Death of a Pretty Peacenik

Death of a Pretty Peacenik

After the war, controversial play lands in New York

When 23-year old American activist Rachel Corrie was crushed by an Israeli bulldozer in 2003 while trying to save Palestinian houses in the Gaza Strip, she was instantly converted into a symbol.

Palestinians hailed Rachel as a martyr, while Israelis vilified her as a starry-eyed blonde who stuck her inflated ideals where they didn’t belong. Some Americans branded her a traitor. Although eyewitnesses claimed it was out-and-out murder, no formal investigation was ever initiated, and many were outraged.

But it wasn’t until Katharine Viner and director Alan Rickman created a play about the incident and attempted to stage it in New York last spring that things really got ugly.

The play, “My Name is Rachel Corrie,” a considerable hit in London, was yanked from the schedule of the New York Theater Workshop six weeks before opening night, around the time of Ariel Sharon’s illness and the election of Hamas. The show’s creators, along with luminaries such as Vanessa Redgrave, Tony Kushner, and Harold Pinter, cried censorship. A pointed letter denouncing the decision was published in The New York Times. The stinging irony of a play about social injustice being blocked by a not-for-profit, supposedly freethinking artistic outlet was lost on no one.

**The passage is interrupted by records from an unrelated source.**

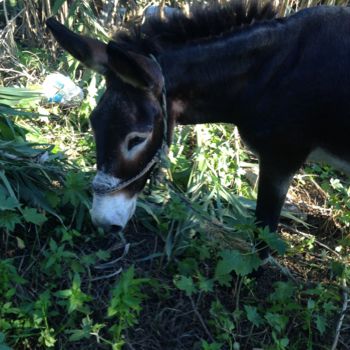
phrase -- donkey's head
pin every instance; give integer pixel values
(128, 122)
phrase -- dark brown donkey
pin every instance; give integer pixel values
(284, 82)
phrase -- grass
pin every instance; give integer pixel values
(179, 276)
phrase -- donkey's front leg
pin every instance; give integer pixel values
(274, 180)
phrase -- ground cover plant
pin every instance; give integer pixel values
(179, 276)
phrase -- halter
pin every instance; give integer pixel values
(101, 189)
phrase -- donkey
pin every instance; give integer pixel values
(284, 82)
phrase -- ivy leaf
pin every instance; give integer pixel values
(253, 316)
(186, 284)
(233, 260)
(32, 215)
(7, 203)
(206, 285)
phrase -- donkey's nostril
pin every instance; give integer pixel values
(115, 228)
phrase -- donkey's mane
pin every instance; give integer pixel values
(204, 22)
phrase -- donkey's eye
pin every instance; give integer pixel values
(135, 141)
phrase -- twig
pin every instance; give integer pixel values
(283, 269)
(310, 236)
(342, 315)
(5, 12)
(116, 273)
(199, 316)
(111, 263)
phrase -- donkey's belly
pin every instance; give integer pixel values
(321, 155)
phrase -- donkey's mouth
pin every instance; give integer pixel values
(112, 212)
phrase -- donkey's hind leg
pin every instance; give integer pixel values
(274, 180)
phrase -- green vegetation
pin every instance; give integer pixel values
(179, 277)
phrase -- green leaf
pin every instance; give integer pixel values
(206, 285)
(277, 321)
(321, 323)
(185, 284)
(283, 291)
(32, 215)
(8, 220)
(274, 241)
(7, 203)
(233, 260)
(253, 316)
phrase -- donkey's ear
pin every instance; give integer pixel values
(90, 52)
(135, 69)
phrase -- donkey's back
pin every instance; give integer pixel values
(303, 104)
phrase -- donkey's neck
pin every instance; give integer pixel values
(212, 81)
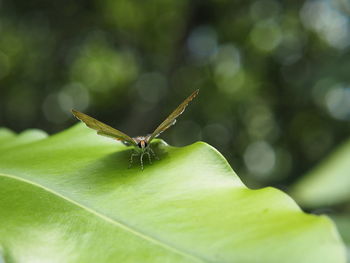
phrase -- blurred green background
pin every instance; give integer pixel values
(273, 76)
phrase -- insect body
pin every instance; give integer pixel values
(141, 143)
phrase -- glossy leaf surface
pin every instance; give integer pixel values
(71, 198)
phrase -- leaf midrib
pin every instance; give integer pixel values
(110, 220)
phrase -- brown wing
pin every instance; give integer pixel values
(102, 129)
(171, 120)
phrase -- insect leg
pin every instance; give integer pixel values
(131, 158)
(153, 153)
(141, 160)
(149, 157)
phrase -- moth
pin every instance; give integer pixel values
(141, 144)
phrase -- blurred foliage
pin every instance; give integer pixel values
(273, 75)
(328, 183)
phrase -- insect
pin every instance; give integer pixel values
(141, 143)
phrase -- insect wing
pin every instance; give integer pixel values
(102, 129)
(171, 120)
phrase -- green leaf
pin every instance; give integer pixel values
(71, 198)
(343, 224)
(328, 183)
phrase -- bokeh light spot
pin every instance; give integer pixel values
(259, 158)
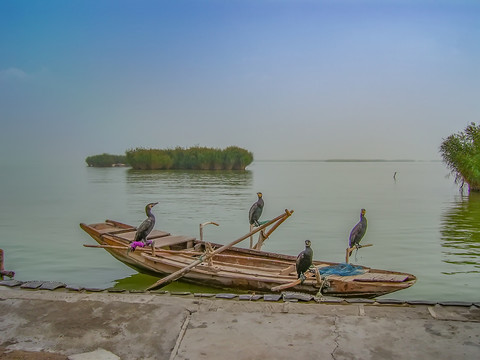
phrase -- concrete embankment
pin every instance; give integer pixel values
(65, 324)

Now, the polarizing work has finally found a home Off Broadway at the Minetta Lane Theatre, where there are no subscribers to piss off. Frankly, I’m not sure what all the hullabaloo was about.

“My Name is Rachel Corrie” is a modest, intimate solo show dramatizing the beautiful activist’s all-too-brief life that, when viewed with a clear head, refuses to take sides. Instead, it paints a tender, haunting portrait of the pacifist soul behind the icon, comprised entirely of her own words from copious journals and e-mails to her parents, written both at home in Olympia, Washington and in the Middle East.

Although the play is indeed politically charged, no playwright is pushing an agenda, here. Viner and Rickman simply shaped Rachel’s best writings from a pile of material provided by the Corrie family. Sure, Rachel is sympathetic to the plight of the Palestinian civilians, and yes, she makes a few cracks about the evils of U.S. foreign policy, but her motivations are portrayed more as humanitarian than political.

Rachel’s only true enemy is complacency. She’s got a fire in her belly, and she’s fed up with materialistic America, where “The highest level of humanity is expressed through what we choose to buy at the mall.” This hyper-aware neo-hippie became an idealist and activist at age 10, when she led a pint-sized crusade to fight world hunger.

The play is also about the will to act, to effect positive change, as evidenced by Rachel’s obsession with to-do lists. (Apparently, when the going gets tough, the tough make lists.) Not exactly the most dramatic material, to be sure.

Rachel’s rebellious spirit is reflected in her hometown bedroom, which is festooned with dirty clothes and a wild spray of photos and post cards tacked collage-style on a blood-red wall. Her passion for life—and justice—is palpable. The living space, which takes up roughly one-third of the stage, is a riot of creative energy in contrast to the somber, concrete walls of Gaza, crumbling and riddled with bullet holes. Hildegard Bechtler designed the set and costumes.

This production would amount to little more than a mound of rubble were it not for the pertly radiant performance of Megan Dodds, who originated the role at the Royal Court Theatre and the West End, for which she won the 2006 London Theatregoers’ Choice Award for Best Actress. Throughout the 90-minute monologue, the dynamo rarely misses a beat, even when she darts offstage for a quickie costume or set change. Think Anne Heche with her meds titrated just right.

Steeped in poetic imagery, the text also uncovers moments of biting prescience. Early on, well before her death, Rachel describes the overwhelming sensation that the ceiling has grabbed her and is “going to rip me to pieces.” Later, she recounts—“Had a dream about falling, falling to my death off something dusty and smooth and crumbling like the cliffs in Utah…”

Besides being a character study, the work aims to rattle us out of our self-satisfied stupor, and incite us to take action against senseless human suffering—or at least to stir a pang of guilt. Given the recent escalation of violence in Gaza, where blood is shed almost daily, the work is more poignant than ever.

Many have criticized “My Name is Rachel Corrie” for its singular voice, neglecting opinions from other sides. Yet, as Viner has suggested in interviews, perhaps detractors are confusing theater with journalism. This is not a balanced news analysis—it is art.

Was Rachel a hero or a greenhorn? A subversive or a saint? A fighter or a fool? Surely, as this uncanny, touching piece of theater suggests, she was all these things, more or less.